What is the stroke volume equal to?

Answer 2

Cross sectional area (CSA) x Stroke Distance

Question 3

Where is stroke volume calculated? (2 places)

Answer 3

LVOT or Aortic Valve

Question 4

What does the accuracy of the stroke volume determination depend on?

Answer 4

1. Parallel Alignment of U/S beam to blood flow
2. Accurate determinations of vessel cross sectional area (CSA)

Question 5

How do we calculate Stroke Volume?

Answer 5

Stroke Volume = (Area at LVOT or Aortic Valve) x Stroke Distance

Said another way:

SV = Area x Stroke Distance = CSA x TVI

Stroke distance = TVI (Time Velocity Intergral) = VTI

Question 6

How would we measure CSA of LVOT to measure stroke volume?

Answer 6

Deep Transgastric Long Axis view with U/S Beam through Aortic Valve

2. Measure LVOT
3. Use (pi)*r²

Question 7

How do you calculate Stroke Distance Logistically?

Answer 7

1. Deep TG with doppler through Aortic Valve
2. Measure negative deflection
3. This will give you TVI = Stroke Distance

Question 8

What is Qp / Qs mean?

Answer 8

Qp = Flow through Right side of heart (p = pulmonary)

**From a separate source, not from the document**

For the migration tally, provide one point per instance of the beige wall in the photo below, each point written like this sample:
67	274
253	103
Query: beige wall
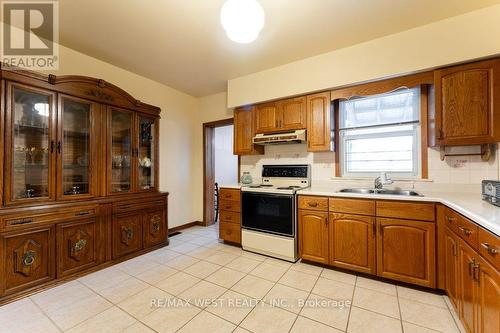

Qs = Flow through the Left side of the heart (s = systemic)

Question 9

How do we calculate Qp/Qs on echo?

Answer 9

SV_PA / SV_LVOT

SV_PA = A_PA x TVI_PA

SV_LVOT = A_LVOT x TVI_LVOT

Question 10

What TEE view do we use to calculate the Stroke Volume through the PA?

Answer 10

Mid-Esophageal Ascending Aorta Short Axis

Question 11

What TEE view do we use to calculate Stroke Volume of the LVOT?

Answer 11

Mid Esophageal Long Axis to get Area of the LVOT

Deep TG Short Axis to get TVI_LVOT

Question 12

How close do you want to measure the LVOT from the aortic valve?

Answer 12

Stay within 1 cm (Distance changes the further you go away from that)

Question 13

What is the derivation to arrive at the Regurgitant Volume equation?

Hint- continuity equation

Answer 13

Volume in = Volume out

Diastolic LV inflow = Systolic LV outflow = (SV forward + Regurgitant Volume)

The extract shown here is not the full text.